According to Keith Sawyer, author of Group Genius, “In many organizations, the group ends up being dumber than the individual members.”
Why you ask?
Because, according to Sawyer, “…decades of research have consistently shown that brainstorming groups think of far fewer ideas than the same number of people who work alone and later pool their ideas.”
In other words, instead of brainstorming, you should brain assemble. Put the ideas generated by individual teachers alone into an “idea pool” an assemblage of ideas.
It not that these rules of common brainstorming don’t work, it just that they work best when done by one’s self. “These studies just show that the rules work better when people use them alone than when they use them in groups.”
A lot of bad ideas are of no use to a PLC. What is needed is a lot of good ideas, or at least as many good ideas as the team is capable of generating.

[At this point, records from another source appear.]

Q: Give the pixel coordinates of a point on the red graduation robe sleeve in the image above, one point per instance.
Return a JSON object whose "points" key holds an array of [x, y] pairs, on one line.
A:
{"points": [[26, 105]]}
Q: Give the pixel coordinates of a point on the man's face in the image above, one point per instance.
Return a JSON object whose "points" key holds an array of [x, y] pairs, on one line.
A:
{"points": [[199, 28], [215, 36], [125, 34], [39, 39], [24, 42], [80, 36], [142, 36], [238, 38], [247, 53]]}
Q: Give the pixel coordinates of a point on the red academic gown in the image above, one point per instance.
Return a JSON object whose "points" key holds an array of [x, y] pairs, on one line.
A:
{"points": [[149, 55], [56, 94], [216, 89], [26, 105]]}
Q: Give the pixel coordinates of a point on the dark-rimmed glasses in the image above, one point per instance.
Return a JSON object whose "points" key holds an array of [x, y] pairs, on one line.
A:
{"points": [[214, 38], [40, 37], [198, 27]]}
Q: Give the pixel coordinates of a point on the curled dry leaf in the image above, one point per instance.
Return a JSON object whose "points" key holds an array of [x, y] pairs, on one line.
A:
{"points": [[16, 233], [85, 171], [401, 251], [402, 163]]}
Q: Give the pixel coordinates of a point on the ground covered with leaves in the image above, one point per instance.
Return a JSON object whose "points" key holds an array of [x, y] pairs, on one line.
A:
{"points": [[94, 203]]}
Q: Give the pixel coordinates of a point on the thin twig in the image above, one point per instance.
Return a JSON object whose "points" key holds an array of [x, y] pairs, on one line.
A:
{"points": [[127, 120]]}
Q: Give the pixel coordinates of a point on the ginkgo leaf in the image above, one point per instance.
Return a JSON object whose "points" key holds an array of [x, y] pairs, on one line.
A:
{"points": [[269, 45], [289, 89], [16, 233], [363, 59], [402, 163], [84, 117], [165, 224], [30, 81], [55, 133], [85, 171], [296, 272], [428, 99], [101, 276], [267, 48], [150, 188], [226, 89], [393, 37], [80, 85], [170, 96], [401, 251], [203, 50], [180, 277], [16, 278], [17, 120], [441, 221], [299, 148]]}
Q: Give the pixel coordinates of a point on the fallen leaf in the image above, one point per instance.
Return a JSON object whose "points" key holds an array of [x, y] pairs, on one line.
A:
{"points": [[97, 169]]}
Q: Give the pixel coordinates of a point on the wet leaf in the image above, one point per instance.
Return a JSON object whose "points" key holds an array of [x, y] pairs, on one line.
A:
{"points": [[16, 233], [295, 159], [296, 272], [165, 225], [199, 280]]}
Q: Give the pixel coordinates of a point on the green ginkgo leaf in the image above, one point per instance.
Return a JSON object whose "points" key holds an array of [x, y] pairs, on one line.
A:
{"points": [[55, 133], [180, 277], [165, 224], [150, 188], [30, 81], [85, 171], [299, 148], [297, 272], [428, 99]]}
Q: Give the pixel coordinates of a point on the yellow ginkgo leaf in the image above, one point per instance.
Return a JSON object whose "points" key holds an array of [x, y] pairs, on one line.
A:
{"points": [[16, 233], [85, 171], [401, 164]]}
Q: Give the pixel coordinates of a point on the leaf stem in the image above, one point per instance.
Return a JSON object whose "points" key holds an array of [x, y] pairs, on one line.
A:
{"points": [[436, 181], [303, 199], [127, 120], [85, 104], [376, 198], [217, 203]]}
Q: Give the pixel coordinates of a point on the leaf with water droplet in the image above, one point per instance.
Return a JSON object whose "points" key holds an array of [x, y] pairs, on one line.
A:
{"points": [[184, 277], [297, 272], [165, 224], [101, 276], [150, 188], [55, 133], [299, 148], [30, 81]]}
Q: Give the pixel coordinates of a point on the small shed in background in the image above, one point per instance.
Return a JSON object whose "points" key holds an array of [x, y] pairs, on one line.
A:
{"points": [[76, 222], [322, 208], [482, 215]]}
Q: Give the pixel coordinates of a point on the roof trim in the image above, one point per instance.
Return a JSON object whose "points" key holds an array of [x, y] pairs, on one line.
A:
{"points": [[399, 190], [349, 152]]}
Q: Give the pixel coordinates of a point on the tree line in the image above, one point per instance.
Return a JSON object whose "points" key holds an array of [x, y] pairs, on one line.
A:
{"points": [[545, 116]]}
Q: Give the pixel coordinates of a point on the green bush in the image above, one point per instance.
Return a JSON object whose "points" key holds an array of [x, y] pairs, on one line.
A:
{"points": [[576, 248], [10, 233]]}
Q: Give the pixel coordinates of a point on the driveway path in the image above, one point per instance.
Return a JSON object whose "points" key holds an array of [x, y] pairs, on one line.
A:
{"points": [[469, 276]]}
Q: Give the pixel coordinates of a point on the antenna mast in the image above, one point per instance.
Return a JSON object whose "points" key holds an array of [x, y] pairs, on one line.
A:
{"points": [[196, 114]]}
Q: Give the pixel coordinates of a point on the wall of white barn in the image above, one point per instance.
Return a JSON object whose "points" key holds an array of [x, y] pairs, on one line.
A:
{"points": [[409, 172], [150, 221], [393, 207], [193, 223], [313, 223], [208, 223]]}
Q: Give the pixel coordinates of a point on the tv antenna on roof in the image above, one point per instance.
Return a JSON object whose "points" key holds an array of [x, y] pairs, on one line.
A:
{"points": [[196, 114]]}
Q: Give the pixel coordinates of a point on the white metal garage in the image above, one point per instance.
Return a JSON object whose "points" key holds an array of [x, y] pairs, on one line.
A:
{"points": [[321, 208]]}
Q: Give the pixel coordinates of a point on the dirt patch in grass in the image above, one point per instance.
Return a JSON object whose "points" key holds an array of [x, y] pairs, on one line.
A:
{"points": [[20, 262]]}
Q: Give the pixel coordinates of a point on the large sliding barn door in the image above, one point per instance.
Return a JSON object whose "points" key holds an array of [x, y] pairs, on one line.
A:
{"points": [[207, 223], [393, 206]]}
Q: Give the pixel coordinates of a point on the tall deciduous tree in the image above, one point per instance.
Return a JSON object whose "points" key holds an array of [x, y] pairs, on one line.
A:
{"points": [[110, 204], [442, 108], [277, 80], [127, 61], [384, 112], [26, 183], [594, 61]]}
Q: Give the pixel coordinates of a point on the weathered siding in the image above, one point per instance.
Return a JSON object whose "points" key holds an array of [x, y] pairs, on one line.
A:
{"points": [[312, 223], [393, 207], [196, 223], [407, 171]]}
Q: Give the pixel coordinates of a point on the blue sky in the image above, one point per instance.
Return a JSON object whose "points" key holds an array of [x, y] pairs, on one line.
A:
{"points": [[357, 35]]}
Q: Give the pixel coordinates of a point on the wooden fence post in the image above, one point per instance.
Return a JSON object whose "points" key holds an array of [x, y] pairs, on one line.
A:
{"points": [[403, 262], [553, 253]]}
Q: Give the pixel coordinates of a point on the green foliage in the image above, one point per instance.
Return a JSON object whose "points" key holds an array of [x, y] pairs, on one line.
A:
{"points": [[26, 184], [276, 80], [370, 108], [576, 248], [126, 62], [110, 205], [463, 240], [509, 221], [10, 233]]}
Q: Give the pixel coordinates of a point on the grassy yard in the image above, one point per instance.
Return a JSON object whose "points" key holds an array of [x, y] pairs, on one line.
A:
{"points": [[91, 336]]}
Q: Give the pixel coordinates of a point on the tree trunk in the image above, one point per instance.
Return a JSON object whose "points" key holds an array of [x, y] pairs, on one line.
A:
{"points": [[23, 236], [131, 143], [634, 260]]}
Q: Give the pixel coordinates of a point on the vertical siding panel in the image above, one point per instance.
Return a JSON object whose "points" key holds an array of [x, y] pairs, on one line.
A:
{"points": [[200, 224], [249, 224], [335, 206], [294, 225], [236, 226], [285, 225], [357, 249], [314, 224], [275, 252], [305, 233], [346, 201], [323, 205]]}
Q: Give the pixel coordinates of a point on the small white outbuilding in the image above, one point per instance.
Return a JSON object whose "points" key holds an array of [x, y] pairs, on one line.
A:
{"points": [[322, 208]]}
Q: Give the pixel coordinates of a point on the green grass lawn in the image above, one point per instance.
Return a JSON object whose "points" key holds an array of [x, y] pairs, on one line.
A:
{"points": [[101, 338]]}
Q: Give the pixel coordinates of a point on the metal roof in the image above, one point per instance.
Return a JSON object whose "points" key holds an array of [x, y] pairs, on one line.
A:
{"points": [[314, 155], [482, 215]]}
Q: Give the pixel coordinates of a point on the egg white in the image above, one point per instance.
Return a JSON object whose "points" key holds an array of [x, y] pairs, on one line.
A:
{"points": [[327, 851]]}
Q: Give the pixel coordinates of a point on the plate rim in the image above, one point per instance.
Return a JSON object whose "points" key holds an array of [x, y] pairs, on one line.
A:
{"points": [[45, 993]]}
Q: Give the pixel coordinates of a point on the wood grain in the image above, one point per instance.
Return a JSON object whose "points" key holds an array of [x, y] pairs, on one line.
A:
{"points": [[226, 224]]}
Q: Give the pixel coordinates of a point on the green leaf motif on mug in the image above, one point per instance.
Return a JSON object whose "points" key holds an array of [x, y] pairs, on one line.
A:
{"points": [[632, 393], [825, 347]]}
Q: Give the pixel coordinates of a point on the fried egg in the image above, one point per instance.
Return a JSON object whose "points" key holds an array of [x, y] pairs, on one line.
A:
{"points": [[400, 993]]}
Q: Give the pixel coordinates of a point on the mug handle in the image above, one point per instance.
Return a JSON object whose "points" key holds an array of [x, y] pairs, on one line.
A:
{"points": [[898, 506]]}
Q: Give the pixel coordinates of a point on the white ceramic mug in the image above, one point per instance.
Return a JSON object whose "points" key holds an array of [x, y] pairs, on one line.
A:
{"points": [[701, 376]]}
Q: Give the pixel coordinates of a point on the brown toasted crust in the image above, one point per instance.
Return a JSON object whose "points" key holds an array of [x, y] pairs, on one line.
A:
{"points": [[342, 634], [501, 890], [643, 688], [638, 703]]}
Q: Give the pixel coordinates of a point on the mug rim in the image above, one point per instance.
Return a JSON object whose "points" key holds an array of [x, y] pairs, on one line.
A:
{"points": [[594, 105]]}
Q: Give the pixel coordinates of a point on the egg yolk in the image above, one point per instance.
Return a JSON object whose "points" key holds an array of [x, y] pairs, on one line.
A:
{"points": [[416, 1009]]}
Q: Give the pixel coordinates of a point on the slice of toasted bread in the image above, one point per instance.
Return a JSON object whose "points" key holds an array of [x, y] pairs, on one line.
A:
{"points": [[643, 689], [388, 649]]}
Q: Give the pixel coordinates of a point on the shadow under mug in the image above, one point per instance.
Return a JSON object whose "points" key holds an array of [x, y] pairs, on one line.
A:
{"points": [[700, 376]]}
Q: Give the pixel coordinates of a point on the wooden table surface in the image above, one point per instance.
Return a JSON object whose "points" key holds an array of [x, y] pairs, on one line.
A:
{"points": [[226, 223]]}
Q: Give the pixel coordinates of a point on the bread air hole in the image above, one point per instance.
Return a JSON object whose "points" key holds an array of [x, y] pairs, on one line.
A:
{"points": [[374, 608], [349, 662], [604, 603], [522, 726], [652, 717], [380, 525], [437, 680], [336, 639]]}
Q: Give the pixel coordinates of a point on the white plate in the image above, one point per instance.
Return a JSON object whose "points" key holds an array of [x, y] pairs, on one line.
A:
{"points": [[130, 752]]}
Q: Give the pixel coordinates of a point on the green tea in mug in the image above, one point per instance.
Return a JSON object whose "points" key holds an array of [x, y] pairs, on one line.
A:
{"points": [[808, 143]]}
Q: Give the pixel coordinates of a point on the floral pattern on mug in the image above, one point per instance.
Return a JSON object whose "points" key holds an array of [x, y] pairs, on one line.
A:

But what makes an idea “good?”
According to Sawyer, we often judge ideas based on the wrong criteria. “Most
people use the wrong criteria to evaluate their ideas; they think about
what will work, about what worked before, or about what is familiar to
them.”
What
if you judged ideas based on how creative, how original, how unique, or
how valuable they are? If you knew this is how ideas generated by PLC
team members would be measured, chances are the teams would generate
more creative ideas. You should give directions to your PLC teams that
explain this.
Sawyer refers to this as “critical instructions.”
Telling your PLC that we want well thought out ideas that meet the instructional needs of students, ideas that are practical, unique, valuable, and high quality; no silly or impossible ideas.
Establishing an evaluation criterion for ideas sounds counter-intuitive, but Sawyer cites studies that show brainstorming sessions are more productive when participants are told their ideas will be evaluated for creativity and that, in fact, participants are more creative than with no criteria at all.
So instead of just telling your PLC teams to fill up a piece of chart paper with ideas, give them “critical directions” and judge them according to your pre-established criteria. You will turn brainstorming into an effective PLC tool, instead of a time wasting activity that fills ups chart paper but does nothing to improve quality of ideas developed using "critical instructions" and "idea criterion." Use the "new rules" of brainstorming.